Luxury property owners throw in the towel after extremely dismal Q1

Posh homes were sold at loss-making prices.

A number of luxury homeowners who had been previously holding out for higher property prices had finally thrown in the towel in the first quarter of the year.

A report by Colliers noted that a number of luxury and super-luxury homes were sold at loss-making prices in Q1, as prices of luxury and super-luxury apartments slipped 3.7% to average at $2,746 per sq ft by the end of March 2015.

“Some homeowners who were previously holding out for higher prices also softened their stances. This is particularly evident in owners of luxury and super-luxury homes, especially those with multiple properties acquired in 2007 at the peak of the property boom before the financial crisis,” stated Colliers.

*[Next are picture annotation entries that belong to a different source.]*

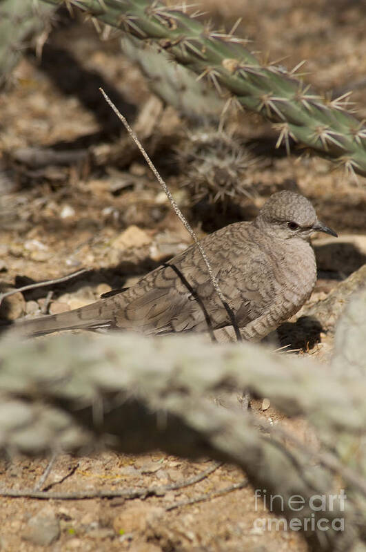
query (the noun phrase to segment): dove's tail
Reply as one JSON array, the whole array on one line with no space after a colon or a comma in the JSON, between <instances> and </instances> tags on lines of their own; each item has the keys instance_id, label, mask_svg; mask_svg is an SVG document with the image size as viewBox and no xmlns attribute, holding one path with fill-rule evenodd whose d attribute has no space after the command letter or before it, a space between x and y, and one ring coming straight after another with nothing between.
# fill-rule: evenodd
<instances>
[{"instance_id":1,"label":"dove's tail","mask_svg":"<svg viewBox=\"0 0 366 552\"><path fill-rule=\"evenodd\" d=\"M114 301L104 299L74 310L16 322L10 332L23 337L52 334L63 330L96 330L115 325Z\"/></svg>"}]
</instances>

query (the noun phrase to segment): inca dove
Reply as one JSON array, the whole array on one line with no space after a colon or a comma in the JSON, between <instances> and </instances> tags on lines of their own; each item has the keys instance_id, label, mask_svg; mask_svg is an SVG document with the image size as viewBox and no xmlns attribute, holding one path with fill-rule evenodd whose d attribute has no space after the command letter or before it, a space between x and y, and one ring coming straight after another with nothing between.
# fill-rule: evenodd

For instance, a 2,626 sq ft luxury condominium unit at The Coast at Sentosa Cove was sold in January for about $3.13m or just $1,190 per sq ft.

This price is about $1.21 million below the original purchase price of $4.34 million or $1,653 per sq ft that the seller paid in March 2007, according to the URA’s Real Estate Information System (REALIS) caveats.

Another stark example was the sale of a 6,017 sq ft two-storey penthouse at St Regis Residences on Tanglin Road, which was sold in February at a price of $12.20m.

The seller booked a loss of $15.80m, the biggest loss ever made on an apartment sale in Singapore.

“Prices of luxury and super-luxury apartments that have moderated by some 7.4% in 2014 and 3.7% in 1Q 2015 may slide by a steeper 10% to 15% in 2015,” warned Colliers.